Step 1. Open Terminal App. Go to your text-generation-webui installation folder.
cd ~/text-generation-webui
Step 2. Activate the virtual environment.
source venv/bin/activate
Step 3. Download the 7B model.
python download-model.py chharlesonfire/ggml-vicuna-7b-4bit
Step 4. Download the 13B model.
mkdir models/eachadea_ggml-vicuna-13b-1.1; wget https://huggingface.co/eachadea/ggml-vicuna-13b-1.1/resolve/main/ggml-vic13b-q4_0.bin -P models/eachadea_ggml-vicuna-13b-1.1
Running Vicuna models
Follow these steps to run Vicuna models in text-generation-webui.
Step 1. Activate the virtual environment if you have not done so already.
source venv/bin/activate
Step 2. Start the webui in chat mode
python server.py --chat --threads 4
Follow the local URL on a browser to start using the webui.
Step 3. Navigate to the Model page. Select the 7B or 13B model.

Step 4. Chat with Vicuna on the text generation page.

Additional Vicuna models
Vicuna-1.1-13B Free
Vicuna-1.1-13B Free is fine-tuned with an unfiltered ShareGPT dataset.
4-bit quantized ggml
weight for Mac: vicuna-13b-free-V4.3-q4_0.bin
Images are cool.
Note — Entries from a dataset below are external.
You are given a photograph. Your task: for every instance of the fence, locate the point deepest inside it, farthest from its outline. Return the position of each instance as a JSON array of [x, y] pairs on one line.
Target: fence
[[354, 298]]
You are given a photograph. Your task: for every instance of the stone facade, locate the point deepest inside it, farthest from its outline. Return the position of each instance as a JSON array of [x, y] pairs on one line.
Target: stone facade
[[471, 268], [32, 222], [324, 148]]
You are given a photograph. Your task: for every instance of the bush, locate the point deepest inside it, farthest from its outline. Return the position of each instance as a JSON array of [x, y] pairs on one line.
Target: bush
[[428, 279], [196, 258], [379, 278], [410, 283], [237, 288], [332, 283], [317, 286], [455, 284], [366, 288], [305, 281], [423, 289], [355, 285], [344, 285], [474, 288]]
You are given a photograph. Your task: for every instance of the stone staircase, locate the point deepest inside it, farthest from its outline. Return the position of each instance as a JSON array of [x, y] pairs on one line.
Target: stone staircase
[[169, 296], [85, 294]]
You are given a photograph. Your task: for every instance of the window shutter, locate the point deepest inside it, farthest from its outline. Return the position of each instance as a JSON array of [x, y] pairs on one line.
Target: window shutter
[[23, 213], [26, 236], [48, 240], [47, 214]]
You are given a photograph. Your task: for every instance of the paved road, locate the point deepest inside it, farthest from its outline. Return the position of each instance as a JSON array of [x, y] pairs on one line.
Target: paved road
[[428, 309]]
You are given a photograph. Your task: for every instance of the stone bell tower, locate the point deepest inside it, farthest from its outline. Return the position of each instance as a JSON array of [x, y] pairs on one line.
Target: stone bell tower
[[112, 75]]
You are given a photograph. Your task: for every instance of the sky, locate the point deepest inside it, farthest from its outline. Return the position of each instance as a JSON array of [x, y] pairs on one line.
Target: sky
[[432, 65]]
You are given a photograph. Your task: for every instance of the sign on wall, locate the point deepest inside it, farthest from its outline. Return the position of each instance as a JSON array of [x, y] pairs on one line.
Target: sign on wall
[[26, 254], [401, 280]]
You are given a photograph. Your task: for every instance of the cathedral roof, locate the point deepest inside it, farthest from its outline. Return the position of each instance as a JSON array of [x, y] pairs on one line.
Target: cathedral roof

Are they AI generated? Which app do you use?
Hi, these are generated with MidJourney.
Hi andrew it appears 13b is down again for me? I’m getting 404.
Ah, they renamed it. Corrected.
Perhaps I’m asking for too much, but if you could do a similar guide for mac for gpt4 x alpaca, that would be so awesome
Sure, stay tuned!
Thank you, thank you thank you. All the guides are for windows. This is a big help thanks.
Working! THANKS!
The link to the 13B model doesn’t seem to work?
Corrected. The repro owner renamed it. Thanks for reporting!